Sunday, 6 October 2013

The Old Hundredth by Brian Aldiss

First published in New Worlds, November 1960.
 
Amis is largely dismissive of the New Wave. Moorcock’s Cornelius novels ‘give rise to little more than incurious bewilderment if read with any close attention.’ J G Ballard’s own sense of his limitations has led him to write novels like Crash and Concrete Island ‘the one takes physical disgust about as far as I have ever seen in print, the other is a kind of urban non-escape story overcrowded with realistic detail. Thomas Disch has ‘real but unorganised talent’, John Sladek is ‘an experimentaliser in a mode sometimes compared with Kurt Vonnegut’, and Norman Spinrad is ‘notable for his use of four letter words’.

I don’t agree with Amis’s assessment of these writers, but on the other hand I do think he gets the deleterious effect of the New Wave pretty much right.
‘SF’ itself, a time-sanctioned abbreviation, came to stand for, not ‘science fiction’ but ‘speculative fiction’, a phrase signifying either a boldly liberating adventurism or a fairly frank admission that anything went.

While he’s dismissive of New Wave writers generally, Amis singles out Brian Aldiss for particular praise: ‘Aldiss may have his limitations, too, but he has yet to reach them. There seems no theme or style, from the ‘hard core’ of the genre to its modernist fringe and beyond that this talented and prolific writer won’t attempt.’ He goes on to draw particular attention to Report of Probability A and Barefoot in the Head.

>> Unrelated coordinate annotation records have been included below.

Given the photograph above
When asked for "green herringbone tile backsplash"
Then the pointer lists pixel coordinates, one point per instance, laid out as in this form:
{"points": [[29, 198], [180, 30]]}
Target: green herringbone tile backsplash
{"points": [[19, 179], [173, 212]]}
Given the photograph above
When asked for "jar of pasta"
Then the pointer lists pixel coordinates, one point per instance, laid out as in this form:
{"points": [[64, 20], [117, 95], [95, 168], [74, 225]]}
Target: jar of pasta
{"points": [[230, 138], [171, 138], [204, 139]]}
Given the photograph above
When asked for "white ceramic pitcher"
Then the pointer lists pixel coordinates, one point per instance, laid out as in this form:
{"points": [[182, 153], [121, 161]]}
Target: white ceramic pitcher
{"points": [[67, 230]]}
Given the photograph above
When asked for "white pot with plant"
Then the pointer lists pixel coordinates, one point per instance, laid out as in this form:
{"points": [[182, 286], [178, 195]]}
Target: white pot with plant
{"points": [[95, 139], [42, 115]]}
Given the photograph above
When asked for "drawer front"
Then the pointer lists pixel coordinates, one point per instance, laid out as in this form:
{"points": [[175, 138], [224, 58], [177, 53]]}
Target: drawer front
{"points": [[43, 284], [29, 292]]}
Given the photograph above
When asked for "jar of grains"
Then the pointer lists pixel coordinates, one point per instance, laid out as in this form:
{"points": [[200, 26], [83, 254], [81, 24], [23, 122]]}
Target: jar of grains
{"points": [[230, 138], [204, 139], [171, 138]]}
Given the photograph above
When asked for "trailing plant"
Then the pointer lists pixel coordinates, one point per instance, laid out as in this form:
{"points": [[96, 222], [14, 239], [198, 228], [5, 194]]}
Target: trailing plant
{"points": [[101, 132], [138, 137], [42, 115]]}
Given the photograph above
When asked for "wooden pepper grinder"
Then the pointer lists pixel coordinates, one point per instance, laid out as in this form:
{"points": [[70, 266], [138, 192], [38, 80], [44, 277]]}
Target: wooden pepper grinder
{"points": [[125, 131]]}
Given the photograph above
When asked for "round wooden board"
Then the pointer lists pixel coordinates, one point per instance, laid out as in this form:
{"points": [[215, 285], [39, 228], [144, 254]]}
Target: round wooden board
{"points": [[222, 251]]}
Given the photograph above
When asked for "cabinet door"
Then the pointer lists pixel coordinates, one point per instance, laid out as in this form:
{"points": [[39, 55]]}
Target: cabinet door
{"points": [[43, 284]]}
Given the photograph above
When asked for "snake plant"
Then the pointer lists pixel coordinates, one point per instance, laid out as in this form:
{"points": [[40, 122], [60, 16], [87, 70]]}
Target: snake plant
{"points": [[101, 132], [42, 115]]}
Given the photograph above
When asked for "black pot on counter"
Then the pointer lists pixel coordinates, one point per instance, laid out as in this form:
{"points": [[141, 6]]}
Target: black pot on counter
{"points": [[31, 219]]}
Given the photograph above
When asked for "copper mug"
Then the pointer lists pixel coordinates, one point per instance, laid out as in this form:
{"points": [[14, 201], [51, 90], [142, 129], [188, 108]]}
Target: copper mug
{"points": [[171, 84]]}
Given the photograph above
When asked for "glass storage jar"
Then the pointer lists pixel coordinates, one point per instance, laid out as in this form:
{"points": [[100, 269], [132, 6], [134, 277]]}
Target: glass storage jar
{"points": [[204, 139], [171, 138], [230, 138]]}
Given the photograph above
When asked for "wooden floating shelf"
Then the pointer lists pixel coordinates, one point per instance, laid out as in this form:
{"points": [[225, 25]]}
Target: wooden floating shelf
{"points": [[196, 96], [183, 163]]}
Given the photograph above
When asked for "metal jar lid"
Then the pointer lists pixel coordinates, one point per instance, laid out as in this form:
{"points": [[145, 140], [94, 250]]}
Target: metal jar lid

This story was written especially for the one-hundredth issue of New Worlds magazine, then edited by John Carnell and included in Aldiss’s 1963 collection from Faber & Faber, The Airs of Earth. This places it right at the end of Amis’s Golden Age, and so it has some of the characteristics of the coming New Wave.

The most obvious of these is its sense of millenarian decadence and ennui. This is an ancient world, tired and near its end. It’s like M John Harrison’s Viriconium, any of Moorcock’s sixties and seventies SF and fantasy series, and the particular atmosphere of Vermillion Sands.

In this story, humanity has fled and left only ruins. The Earth is home to layers of history that allow the writer to show off both their erudition and ability to depict a psychedelic experience of future-senses through tricksy prose.
His view of what she saw enriched hers. He knew the history, the myth behind this forsaken land. He could stock the tired old landscape with pageantry, delighting her and surprising her. Back and forward he went, flicking her pictures; the Youdicans, the Lombards, the Ex-Europa Emissary, the Grites, the Risorgimento, the Involuters – and catchwords, costumes, customs, courtesans, pelted briefly through Dandi Lashadusa’s mind. Ah, she though admiringly, who could truly live without these priestly, beastly, erudite, erratic mentors.
These aren’t new ideas for SF – the ancient Earth and the advanced cognitive state – but writers describing them previously have done so without resorting to alliteration and assonance. This kind of over-literariness is identified by Amis as producing ‘leaden fables with some science fiction trimmings to their verbal tricksiness’. It’s not laid on as thickly here as it would be by later writers, but it’s clearly present in this story, this desire to sing where speaking is more effective.

The apocalyptic setting reflects the mental state of the main character herself, introduced as ‘old Dandi Lashadusa’. After seventy years she’s tired of life and seeks to follow humanity into the transcendent state beyond the Involute.
Each Involute carried thousands or even millions of people. They were, not dead, not living. How they exulted or wept in the transubstantiation, nobody left could say. Only the could be said: man had gone and a great emptiness was fallen over the Earth.
It’s a very New Wave apocalypse. It’s not the end, it’s a change of form, an ascendancy to a purer state of being. In a way, this story and stories like it betray the very core of Amis’s vision of SF. They don’t describe life in a godless universe. They replace God with science and use it to offer the same comforting lies: there is no death, you are more than flesh, the best is yet to come.

It’s not only that I don’t believe in God and heaven, it’s that I believe that the state of perfection offered by conventional Christianity and in stories like this is inimical to the process of being alive. This is a religious story for atheists, where I can only imagine we’re supposed to feel satisfaction that Dandi ends up in the futuristic version of heaven that I don’t believe in either. Pain, struggle, work and grind – these are the essential elements of human life and when your body grows sick and tired, you don’t ascend, you die. 

Themes: ancient Earth, transcendence,  uplifted animals, verbal tricksiness, New Wave.